Prezzi agricoli: la rincorsa dei prodotti mediterranei

A gennaio modeste variazioni mensili, ma su base annua il paniere composto da ortaggi vino e olio d'oliva ha messo a segno un rialzo del 30-40% - In flessione i prodotti lattiero-caseari

Il nuovo anno è cominciato con un passo indietro dei prezzi agricoli rispetto a dicembre dell'anno precedente. ma se si guarda alla variazione tendenziale su base annua, è tutta un'altra musica, visto che si parla di una crescita a due cifre. Il quadro delineato dalle ultime rilevazioni dell'indice Ismea, diffuso nei giorni scorsi, conferma la grande volatilità dei mercati agricoli. Un fenomeno che deriva certo da fattori stagionali e anche dall'anndamento climatico che ne influena i raccolti, ma anche dall'innesco della speculazione finanziaria che ha ormai stabilmente messo sotto osservazione il business mondiale legato al commercio delle commodity agricole..
 Vediamo ora i dati.
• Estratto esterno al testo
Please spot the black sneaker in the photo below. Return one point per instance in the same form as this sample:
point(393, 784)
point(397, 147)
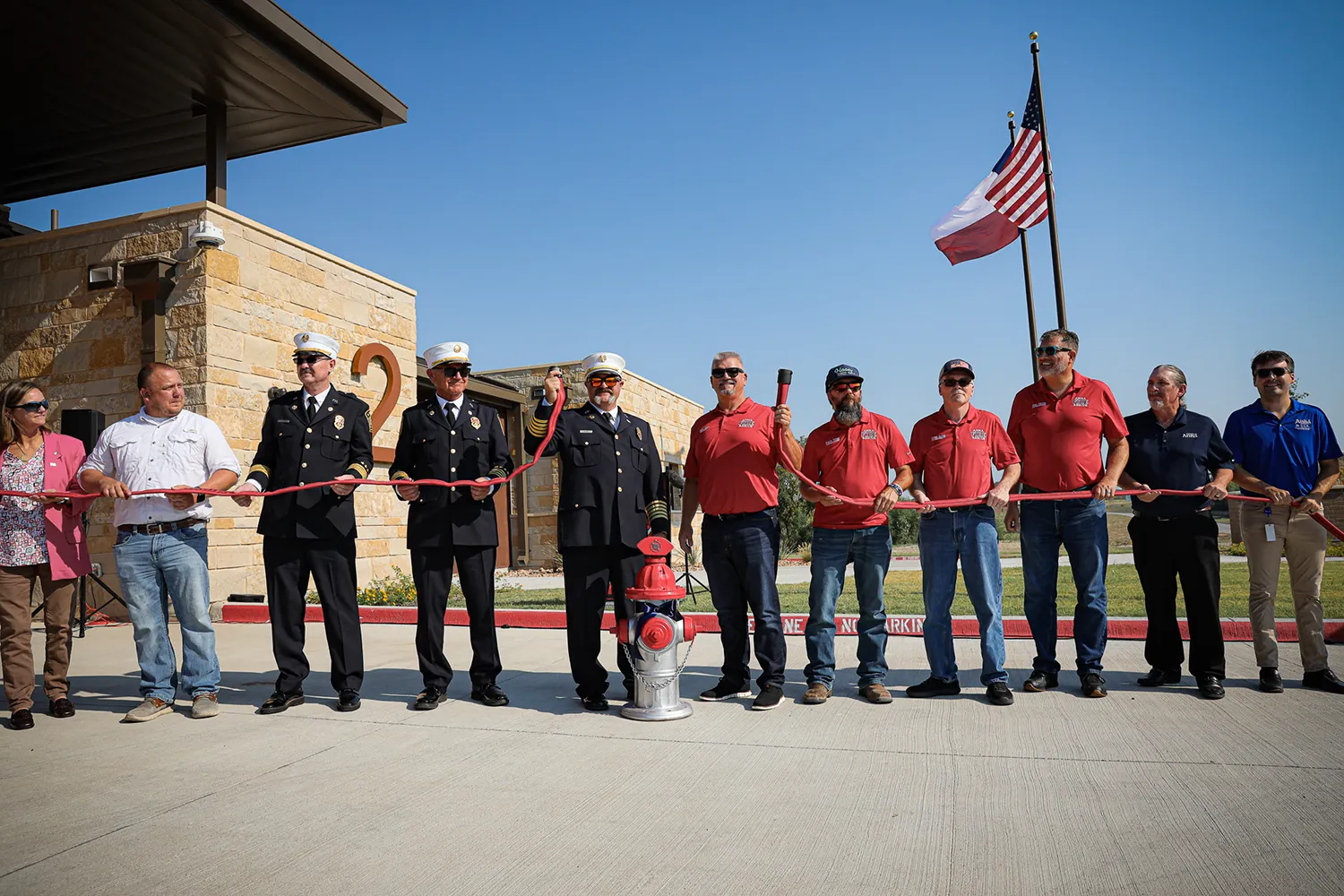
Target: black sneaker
point(1322, 680)
point(1160, 677)
point(769, 697)
point(1210, 688)
point(1093, 684)
point(932, 686)
point(725, 691)
point(1039, 680)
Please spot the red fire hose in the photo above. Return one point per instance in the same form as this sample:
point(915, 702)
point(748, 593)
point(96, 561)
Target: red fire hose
point(782, 397)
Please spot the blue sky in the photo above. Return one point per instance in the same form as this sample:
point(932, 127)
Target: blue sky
point(671, 179)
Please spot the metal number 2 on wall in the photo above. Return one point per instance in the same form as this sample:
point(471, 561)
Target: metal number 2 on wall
point(387, 403)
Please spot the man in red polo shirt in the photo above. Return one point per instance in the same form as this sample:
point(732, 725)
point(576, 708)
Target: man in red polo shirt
point(956, 449)
point(851, 455)
point(730, 473)
point(1058, 424)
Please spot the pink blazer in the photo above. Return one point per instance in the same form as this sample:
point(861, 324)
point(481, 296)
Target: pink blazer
point(66, 546)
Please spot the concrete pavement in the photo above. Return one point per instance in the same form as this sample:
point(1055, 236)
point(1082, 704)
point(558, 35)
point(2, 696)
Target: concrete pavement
point(1144, 793)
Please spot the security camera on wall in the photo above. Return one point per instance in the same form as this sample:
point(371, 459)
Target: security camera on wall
point(206, 236)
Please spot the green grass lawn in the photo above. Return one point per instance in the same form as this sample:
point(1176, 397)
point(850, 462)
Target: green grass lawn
point(905, 597)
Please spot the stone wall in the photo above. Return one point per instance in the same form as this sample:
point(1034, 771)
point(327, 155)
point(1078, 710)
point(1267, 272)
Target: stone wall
point(669, 418)
point(228, 322)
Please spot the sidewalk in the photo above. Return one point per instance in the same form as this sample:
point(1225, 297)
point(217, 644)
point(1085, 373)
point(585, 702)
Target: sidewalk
point(1147, 793)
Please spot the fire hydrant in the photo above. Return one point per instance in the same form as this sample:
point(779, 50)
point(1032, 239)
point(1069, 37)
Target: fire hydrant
point(652, 635)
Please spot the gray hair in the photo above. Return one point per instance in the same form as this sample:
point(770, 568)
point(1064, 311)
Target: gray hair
point(1067, 338)
point(1177, 376)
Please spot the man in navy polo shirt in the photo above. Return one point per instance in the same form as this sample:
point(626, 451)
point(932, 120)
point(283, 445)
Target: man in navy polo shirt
point(1285, 452)
point(1175, 536)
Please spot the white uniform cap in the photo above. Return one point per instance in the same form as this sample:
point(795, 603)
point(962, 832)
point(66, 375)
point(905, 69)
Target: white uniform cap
point(456, 352)
point(604, 362)
point(316, 343)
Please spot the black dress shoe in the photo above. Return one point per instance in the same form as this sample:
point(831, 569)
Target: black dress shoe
point(489, 694)
point(1039, 680)
point(430, 697)
point(1211, 688)
point(280, 702)
point(1160, 677)
point(1322, 680)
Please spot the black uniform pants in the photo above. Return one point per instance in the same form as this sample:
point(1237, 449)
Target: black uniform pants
point(1183, 547)
point(433, 573)
point(331, 563)
point(588, 573)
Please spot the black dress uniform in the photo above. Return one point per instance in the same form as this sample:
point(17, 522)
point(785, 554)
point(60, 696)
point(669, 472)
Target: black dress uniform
point(449, 525)
point(609, 503)
point(312, 532)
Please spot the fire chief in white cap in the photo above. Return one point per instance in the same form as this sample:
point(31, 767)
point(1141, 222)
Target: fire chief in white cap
point(452, 437)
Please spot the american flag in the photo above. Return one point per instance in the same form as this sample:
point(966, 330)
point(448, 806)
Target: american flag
point(1019, 193)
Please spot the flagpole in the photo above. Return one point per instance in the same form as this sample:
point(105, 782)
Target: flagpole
point(1050, 191)
point(1026, 273)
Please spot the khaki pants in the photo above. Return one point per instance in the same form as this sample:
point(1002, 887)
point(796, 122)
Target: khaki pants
point(1303, 540)
point(16, 633)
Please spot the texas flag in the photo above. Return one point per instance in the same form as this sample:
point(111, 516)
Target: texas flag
point(1012, 196)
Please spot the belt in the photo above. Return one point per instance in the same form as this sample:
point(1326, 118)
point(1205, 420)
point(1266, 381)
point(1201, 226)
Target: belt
point(159, 528)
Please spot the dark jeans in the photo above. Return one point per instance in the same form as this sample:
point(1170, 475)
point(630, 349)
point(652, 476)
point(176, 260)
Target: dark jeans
point(589, 573)
point(742, 559)
point(1080, 525)
point(433, 573)
point(1183, 547)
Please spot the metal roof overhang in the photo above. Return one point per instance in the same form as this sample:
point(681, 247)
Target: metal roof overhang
point(99, 91)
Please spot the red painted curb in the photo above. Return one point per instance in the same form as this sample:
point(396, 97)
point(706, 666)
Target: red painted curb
point(793, 624)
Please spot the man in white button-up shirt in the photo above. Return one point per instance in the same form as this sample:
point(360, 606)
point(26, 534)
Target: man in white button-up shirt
point(160, 548)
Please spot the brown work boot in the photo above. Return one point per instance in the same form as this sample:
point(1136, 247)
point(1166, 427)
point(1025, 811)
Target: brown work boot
point(816, 694)
point(875, 692)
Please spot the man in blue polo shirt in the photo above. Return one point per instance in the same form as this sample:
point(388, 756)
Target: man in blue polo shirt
point(1285, 452)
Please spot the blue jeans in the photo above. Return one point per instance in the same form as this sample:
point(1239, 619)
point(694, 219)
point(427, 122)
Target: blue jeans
point(153, 568)
point(1080, 525)
point(832, 549)
point(742, 559)
point(970, 535)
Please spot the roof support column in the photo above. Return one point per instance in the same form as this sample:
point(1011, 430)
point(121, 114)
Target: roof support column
point(217, 153)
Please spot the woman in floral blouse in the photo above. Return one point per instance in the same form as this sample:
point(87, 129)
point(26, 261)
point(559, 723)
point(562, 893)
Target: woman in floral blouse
point(40, 540)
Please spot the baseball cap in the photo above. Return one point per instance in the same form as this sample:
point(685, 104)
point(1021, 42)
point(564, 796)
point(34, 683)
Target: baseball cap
point(841, 373)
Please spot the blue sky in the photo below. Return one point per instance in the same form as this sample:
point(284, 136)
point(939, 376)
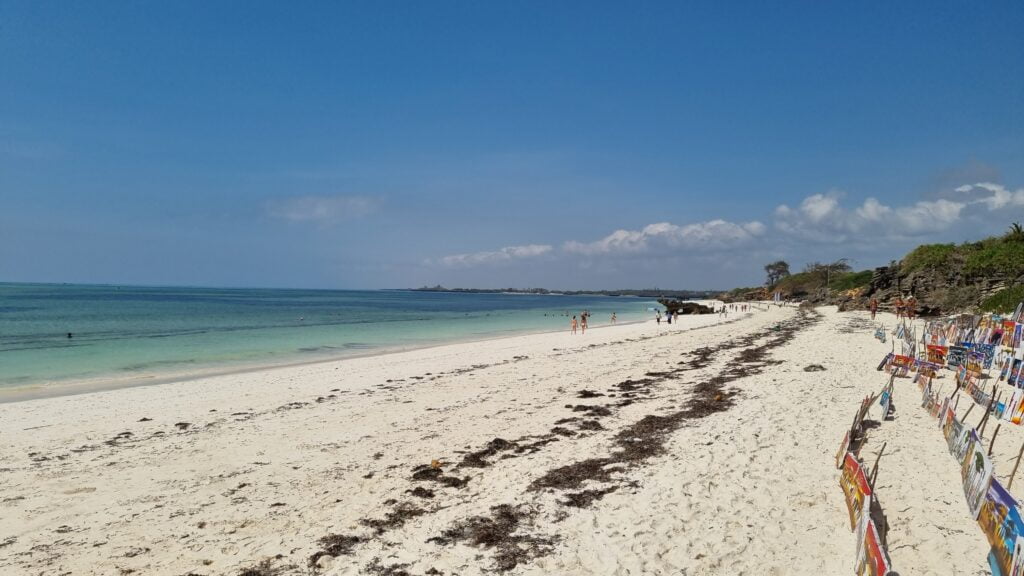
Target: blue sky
point(482, 144)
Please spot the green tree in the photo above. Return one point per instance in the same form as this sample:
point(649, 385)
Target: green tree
point(1016, 233)
point(776, 271)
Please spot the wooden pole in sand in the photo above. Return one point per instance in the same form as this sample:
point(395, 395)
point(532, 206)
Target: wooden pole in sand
point(1017, 463)
point(988, 412)
point(875, 468)
point(991, 444)
point(968, 413)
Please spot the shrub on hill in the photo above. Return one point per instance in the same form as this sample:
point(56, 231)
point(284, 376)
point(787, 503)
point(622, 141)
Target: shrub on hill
point(1005, 300)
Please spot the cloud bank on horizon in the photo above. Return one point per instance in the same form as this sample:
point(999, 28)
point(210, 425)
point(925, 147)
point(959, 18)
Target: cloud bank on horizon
point(818, 219)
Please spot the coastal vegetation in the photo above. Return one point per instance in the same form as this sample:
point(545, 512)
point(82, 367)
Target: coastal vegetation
point(986, 275)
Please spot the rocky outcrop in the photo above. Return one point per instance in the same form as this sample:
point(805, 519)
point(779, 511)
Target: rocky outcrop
point(937, 290)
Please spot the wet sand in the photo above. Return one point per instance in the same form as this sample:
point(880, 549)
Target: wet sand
point(701, 448)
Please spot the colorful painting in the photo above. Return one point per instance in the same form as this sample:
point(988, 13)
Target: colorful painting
point(988, 356)
point(1015, 407)
point(976, 469)
point(1000, 521)
point(975, 360)
point(885, 361)
point(875, 560)
point(855, 487)
point(1017, 566)
point(956, 357)
point(1009, 327)
point(937, 354)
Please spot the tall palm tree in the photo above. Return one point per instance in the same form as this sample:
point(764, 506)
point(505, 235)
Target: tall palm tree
point(1016, 233)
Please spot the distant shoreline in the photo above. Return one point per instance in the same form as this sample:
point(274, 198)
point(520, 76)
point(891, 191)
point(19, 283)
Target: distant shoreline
point(641, 293)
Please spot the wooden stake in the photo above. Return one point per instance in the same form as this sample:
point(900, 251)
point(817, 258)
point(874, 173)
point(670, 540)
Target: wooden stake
point(994, 434)
point(968, 413)
point(875, 468)
point(1017, 463)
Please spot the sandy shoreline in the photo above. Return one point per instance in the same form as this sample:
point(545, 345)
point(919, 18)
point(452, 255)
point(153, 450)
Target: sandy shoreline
point(637, 449)
point(110, 382)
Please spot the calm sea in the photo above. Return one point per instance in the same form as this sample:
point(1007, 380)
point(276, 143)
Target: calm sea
point(121, 333)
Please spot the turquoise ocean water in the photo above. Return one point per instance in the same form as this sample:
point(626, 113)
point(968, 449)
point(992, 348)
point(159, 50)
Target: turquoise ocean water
point(121, 333)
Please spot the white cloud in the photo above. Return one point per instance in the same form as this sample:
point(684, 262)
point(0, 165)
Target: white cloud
point(321, 209)
point(489, 257)
point(711, 235)
point(821, 217)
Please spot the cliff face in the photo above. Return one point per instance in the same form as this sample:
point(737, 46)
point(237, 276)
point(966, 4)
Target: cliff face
point(938, 290)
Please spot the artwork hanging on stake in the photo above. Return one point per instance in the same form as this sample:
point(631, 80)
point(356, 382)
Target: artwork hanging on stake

A gennaio l'indice Ismea ha segnato una flessione mensile dell'1,2%, riconducibile a una flessione più marcata del settore zootecnia, alla quale ha fatto riscontro un lieve recupero dello 0,3% delle coltivazioni, con ortaggi e olio d'oliva in evidenza: i primi registrano una crescita del 3,2% mentre l'olio ha messo a segno un recupero del 10%.
Completamente ribaltato il confronto su base annuale, che mette in mostra un trend i9n netto aumento dell'11,1 per cento rispetto a gennaio 2012. L'indice tendenziale annuo evidenzia per tutte le coltivazioni divari positivi a due cifre, con un aumento generale del 20,3% sul gennaio 2012. Entrando nel dettaglio, le rilevazioni Ismea evidenziano variazioni positive del 14% per i cereali, del 18,2% per la frutta, del 34,1% per gli ortaggi e del 16,5% per le colture industriali. Ancora più rilevanti gli aumenti su base annua per i vini (+31,5%) e gli oli di oliva (+40,3%): per questi ultimi va però sottolineato che il rialzo è enfatizzato dal fatto che a gennaio dello corso anno i listini avevano toccato livelli particolarmente bassi.
Per quanto riguarda la zootecnia, la dinamica tendenziale segnala per tutte le produzioni zootecniche ha registrato meno scossoni, con un incremento medio dell'1,8% sul gennaio 2012. Positivo solo il contributo del bestiame vivo (+8,2%), mentre i prezzi dei prodotti lattiero-caseari hanno accusato un arretramento  del 5,4%.